Consider what it would mean for such a universalising
approach to prevail. The business model of Uber would become that of
law-flouting bosses generally. Reincorporate as a “platform”, intermediate
customer requests and work demands with an app, and voila!, far fewer laws to
comply with. Worse, this rebel attitude signals to the larger culture that laws
and regulations are quaint and archaic, and therefore hindrances to progress.
That could undermine faith in republican government itself.
In the 1950s and 60s, Southern governors thought they’d
found a similar tactic to avoid the civil rights laws that they most despised.

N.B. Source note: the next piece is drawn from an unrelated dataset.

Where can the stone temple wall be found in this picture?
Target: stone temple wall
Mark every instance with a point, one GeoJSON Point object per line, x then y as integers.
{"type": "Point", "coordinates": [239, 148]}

Though the strategy failed, the idea still animates reactionaries. Former
Arkansas governor Mike Huckabee, now running for president, has even suggested
that the US supreme court’s recent gay marriage decision should effectively be
nullified by sovereign states.
Of course, a republic can’t run without authorities who
follow the rule of law. Civil disobedience by citizens can be an important
challenge to corrupt or immoral politicians, but when corporate leaders
themselves start breaking the law in their own narrow interests, societal order
breaks down. Polishing their left-libertarian veneer, the on-demand economy
firms now flouting basic employment and anti-discrimination laws would like us
to believe that they follow in the footsteps of Gandhi’s passive resistance,
rather than segregationists’ massive resistance. But their wealthy, powerful,
nearly-all-white-and-male cast of chief executives come far closer to
embodying, rather than fighting, “the man”.
As Silicon Valley guru Peter Thiel has demonstrated, the
goal of tech firms is not to compete – it is to so monopolise a sector that
they basically become synonymous with it. Uber’s and Airbnb’s self-reinforcing
conquests of markets attract more venture capital (VC) investment, which in
turn enables more conquests, which in turn attracts more VC money. As that
concentration of economic power continues apace, it’s more vital than ever to
dispute Silicon Valley oligarchs’ self-aggrandising assertions that they follow
in the footsteps of civil rights heroes.
As allegedly “innovative” firms increasingly influence our
economy and culture, they must be held accountable for the power they exercise.
Otherwise, corporate nullification will further entrench a two-tier system of
justice, where individuals and small firms abide by one set of laws, and
mega-firms create their own regime of privilege for themselves and power over
others.
Frank Pasquale is a professor at the University of Maryland
School of Law and the author of Black Box Society: The Secret Algorithms that
Control Money and Information (Harvard University Press, 2015).
Siva Vaidhyanathan is a professor of media studies at the University
of Virginia and the author of The Googlization of Everything – and Why We
Should Worry (University of California Press, 2011).